Meski kritik publik sudah sedemikian keras terhadap rencana pembangunan gedung baru yang bernilai Rp 1,1 triliun, pimpinan DPR bertekad untuk mengegolkan rencana itu. Padahal, sudah ada beberapa fraksi dalam pernyataan politik di media massa telah berbalik badan dan meminta agar rencana pembangunan gedung baru dievaluasi. Survei Kompas menunjukkan 82 persen responden tidak setuju pembangunan gedung baru!
Kritik LSM yang getol disuarakan untuk pembatalan gedung baru DPR disanggah oleh argumentasi yang begitu angkuh. Simak argumentasi Ketua DPR Marzuki Alie di harian ini, 28 Maret 2011: ”DPR ini representasi rakyat, tapi LSM itu perwakilan mana? Dipilih oleh rakyat? Masak kita hasil pemilu dikalahkan oleh ormas-ormas.”
Rakyat tak juga boleh bersuara! Simak lagi pendapat Marzuki sebagaimana dikutip harian ini, Sabtu (2/4). ”Rakyat biasa jangan diajak membahas pembangunan gedung baru. Hanya orang-orang elite, orang-orang pintar yang bisa diajak membicarakan masalah itu. Rakyat biasa dari hari ke hari, yang penting perutnya berisi, kerja, ada rumah, ada pendidikan, selesai. Jangan diajak mengurus yang begini. Urusan begini, ajak orang-orang pintar bicara, ajak kampus bicara,” kata politisi Partai Demokrat itu.
Kita mengurut dada mendengar argumentasi tersebut. Akal sehat dilecehkan. Rakyat adalah pemilik kedaulatan dan karena suara rakyat itu pulalah ada Dewan Perwakilan Rakyat, ada pula presiden yang dipilih langsung oleh rakyat, ada gubernur yang dipilih rakyat, ada wali kota yang dipilih rakyat.
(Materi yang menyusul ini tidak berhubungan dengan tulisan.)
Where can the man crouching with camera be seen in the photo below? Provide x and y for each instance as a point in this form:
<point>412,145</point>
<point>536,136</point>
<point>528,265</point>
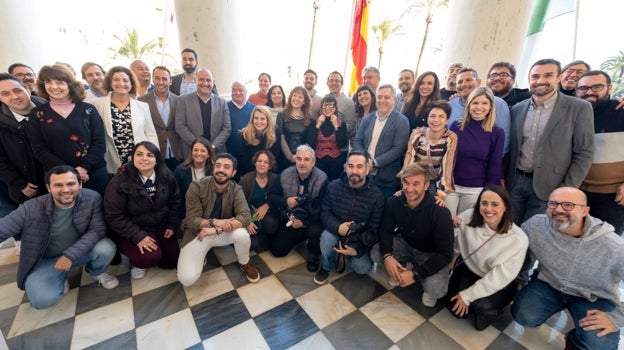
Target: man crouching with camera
<point>297,194</point>
<point>416,230</point>
<point>351,214</point>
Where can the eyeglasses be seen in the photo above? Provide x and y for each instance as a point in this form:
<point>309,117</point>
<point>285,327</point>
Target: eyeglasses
<point>499,75</point>
<point>24,75</point>
<point>567,206</point>
<point>594,88</point>
<point>571,71</point>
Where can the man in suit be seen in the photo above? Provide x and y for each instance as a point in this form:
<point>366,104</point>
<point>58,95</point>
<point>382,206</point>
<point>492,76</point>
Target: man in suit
<point>383,136</point>
<point>184,83</point>
<point>202,115</point>
<point>162,105</point>
<point>551,142</point>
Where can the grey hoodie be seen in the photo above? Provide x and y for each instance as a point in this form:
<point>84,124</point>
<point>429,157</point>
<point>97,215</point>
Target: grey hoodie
<point>591,266</point>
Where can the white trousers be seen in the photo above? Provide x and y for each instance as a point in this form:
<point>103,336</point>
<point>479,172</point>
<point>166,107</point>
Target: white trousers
<point>191,261</point>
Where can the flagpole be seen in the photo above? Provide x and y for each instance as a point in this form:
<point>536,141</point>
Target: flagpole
<point>346,71</point>
<point>576,20</point>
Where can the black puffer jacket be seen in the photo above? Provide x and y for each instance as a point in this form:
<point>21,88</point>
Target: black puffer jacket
<point>133,216</point>
<point>18,165</point>
<point>343,203</point>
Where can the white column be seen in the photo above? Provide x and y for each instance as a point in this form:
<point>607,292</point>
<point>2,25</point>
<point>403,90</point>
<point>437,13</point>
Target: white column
<point>19,29</point>
<point>211,28</point>
<point>484,32</point>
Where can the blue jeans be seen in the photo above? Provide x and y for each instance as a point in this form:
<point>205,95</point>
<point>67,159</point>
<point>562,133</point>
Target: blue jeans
<point>45,285</point>
<point>525,202</point>
<point>537,301</point>
<point>359,264</point>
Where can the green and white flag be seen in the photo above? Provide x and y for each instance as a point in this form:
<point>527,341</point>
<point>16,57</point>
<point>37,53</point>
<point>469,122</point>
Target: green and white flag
<point>550,35</point>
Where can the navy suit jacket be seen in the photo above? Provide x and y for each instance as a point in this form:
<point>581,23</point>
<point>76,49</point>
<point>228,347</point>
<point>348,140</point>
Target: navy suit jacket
<point>564,152</point>
<point>390,148</point>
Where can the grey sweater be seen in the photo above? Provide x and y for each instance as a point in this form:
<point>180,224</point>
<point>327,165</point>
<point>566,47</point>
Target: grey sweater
<point>590,266</point>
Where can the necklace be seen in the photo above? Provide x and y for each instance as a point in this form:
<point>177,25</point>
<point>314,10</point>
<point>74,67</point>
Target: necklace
<point>197,172</point>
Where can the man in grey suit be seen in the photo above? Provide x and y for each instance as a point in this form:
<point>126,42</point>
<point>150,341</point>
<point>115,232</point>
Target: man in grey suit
<point>551,142</point>
<point>383,136</point>
<point>202,115</point>
<point>162,105</point>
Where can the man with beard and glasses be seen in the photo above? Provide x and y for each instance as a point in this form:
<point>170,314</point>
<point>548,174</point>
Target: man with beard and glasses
<point>416,231</point>
<point>93,74</point>
<point>551,142</point>
<point>352,200</point>
<point>309,82</point>
<point>184,83</point>
<point>202,114</point>
<point>216,214</point>
<point>451,75</point>
<point>581,265</point>
<point>406,80</point>
<point>26,74</point>
<point>604,184</point>
<point>297,194</point>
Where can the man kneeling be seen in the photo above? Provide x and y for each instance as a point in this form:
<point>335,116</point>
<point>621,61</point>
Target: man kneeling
<point>581,265</point>
<point>60,230</point>
<point>217,212</point>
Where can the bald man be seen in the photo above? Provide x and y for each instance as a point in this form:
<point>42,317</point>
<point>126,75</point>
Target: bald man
<point>202,114</point>
<point>240,112</point>
<point>581,264</point>
<point>144,77</point>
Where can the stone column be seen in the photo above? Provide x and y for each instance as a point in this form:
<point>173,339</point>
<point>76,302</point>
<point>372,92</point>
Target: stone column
<point>211,28</point>
<point>484,32</point>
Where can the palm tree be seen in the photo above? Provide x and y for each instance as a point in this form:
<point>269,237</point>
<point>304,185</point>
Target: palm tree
<point>130,45</point>
<point>429,6</point>
<point>383,31</point>
<point>615,67</point>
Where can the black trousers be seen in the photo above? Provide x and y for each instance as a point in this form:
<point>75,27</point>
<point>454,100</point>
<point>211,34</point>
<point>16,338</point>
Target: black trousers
<point>487,307</point>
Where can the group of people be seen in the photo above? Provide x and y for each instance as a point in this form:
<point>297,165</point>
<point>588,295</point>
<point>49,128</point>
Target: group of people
<point>501,175</point>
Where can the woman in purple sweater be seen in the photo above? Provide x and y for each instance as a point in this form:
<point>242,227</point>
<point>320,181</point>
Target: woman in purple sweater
<point>479,151</point>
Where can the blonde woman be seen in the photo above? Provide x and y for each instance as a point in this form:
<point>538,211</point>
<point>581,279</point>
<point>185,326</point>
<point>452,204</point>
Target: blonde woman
<point>259,134</point>
<point>479,151</point>
<point>295,122</point>
<point>127,121</point>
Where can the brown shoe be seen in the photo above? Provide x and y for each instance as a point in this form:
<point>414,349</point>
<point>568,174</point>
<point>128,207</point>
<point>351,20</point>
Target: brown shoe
<point>251,272</point>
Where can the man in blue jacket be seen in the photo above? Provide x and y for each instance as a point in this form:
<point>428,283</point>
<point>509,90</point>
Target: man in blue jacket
<point>60,230</point>
<point>350,201</point>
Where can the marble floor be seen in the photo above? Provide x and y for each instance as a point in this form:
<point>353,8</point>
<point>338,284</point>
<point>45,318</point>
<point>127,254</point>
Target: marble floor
<point>224,311</point>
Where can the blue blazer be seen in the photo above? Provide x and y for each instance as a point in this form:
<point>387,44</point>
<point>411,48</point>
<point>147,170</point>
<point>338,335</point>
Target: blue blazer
<point>565,150</point>
<point>390,148</point>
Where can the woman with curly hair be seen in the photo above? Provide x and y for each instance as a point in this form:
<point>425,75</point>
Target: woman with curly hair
<point>66,130</point>
<point>425,90</point>
<point>259,134</point>
<point>295,123</point>
<point>142,210</point>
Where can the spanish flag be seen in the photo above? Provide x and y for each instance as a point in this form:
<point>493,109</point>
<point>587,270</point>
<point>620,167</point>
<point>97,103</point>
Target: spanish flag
<point>359,39</point>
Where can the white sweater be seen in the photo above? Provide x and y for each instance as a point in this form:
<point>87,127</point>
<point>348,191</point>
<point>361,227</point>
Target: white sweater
<point>497,262</point>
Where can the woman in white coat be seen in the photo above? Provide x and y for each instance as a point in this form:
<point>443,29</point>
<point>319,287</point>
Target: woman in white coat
<point>127,121</point>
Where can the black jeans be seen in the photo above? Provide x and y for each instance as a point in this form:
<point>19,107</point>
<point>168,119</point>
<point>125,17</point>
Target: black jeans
<point>487,307</point>
<point>286,238</point>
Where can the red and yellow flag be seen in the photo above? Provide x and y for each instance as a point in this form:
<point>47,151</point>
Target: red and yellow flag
<point>359,39</point>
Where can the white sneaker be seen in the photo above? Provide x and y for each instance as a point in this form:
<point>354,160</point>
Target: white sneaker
<point>393,283</point>
<point>106,281</point>
<point>428,300</point>
<point>137,273</point>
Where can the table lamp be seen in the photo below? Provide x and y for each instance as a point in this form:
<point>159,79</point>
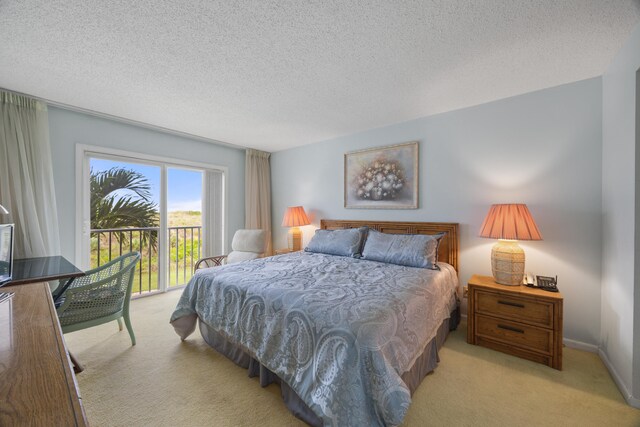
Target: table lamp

DPR bukanlah sebuah perusahaan dan Ketua DPR bukanlah pula presiden direktur atau chief executive officer (CEO) perusahaan.
Kini menjadi pertanyaan publik, ada apa di balik kengototan pimpinan DPR untuk membangun gedung baru itu?
Biaya pembangunan gedung DPR sebesar Rp 1,1 triliun adalah uang rakyat yang diperoleh dari pajak, bukan uang anggota DPR. Atas dasar itulah, rakyat boleh berbicara, bahkan punya hak untuk menyuarakan aspirasi mereka mengenai perlu tidaknya DPR memiliki gedung baru.
Suatu saat bisa saja rakyat merelakan wakilnya memiliki gedung baru jika rakyat telah bisa merasakan bahwa wakilnya di DPR telah menyuarakan aspirasi mereka. Kenyataannya, survei Kompas menggambarkan betapa teralienasinya DPR dari rakyat yang diwakilinya.
Kengototan pimpinan DPR mengegolkan pembangunan gedung baru melecehkan aspirasi rakyat. Kita berharap parpol menyuarakan aspirasinya secara resmi melalui rapim, BURT, badan musyawarah, atau rapat paripurna DPR agar publik tahu siapa yang sebenarnya menghendaki gedung baru, siapa yang tidak menghendaki, atau siapa pula yang main di dua kaki. Kita memandang gedung baru belum saatnya dibangun dan sebaiknya dibatalkan saja!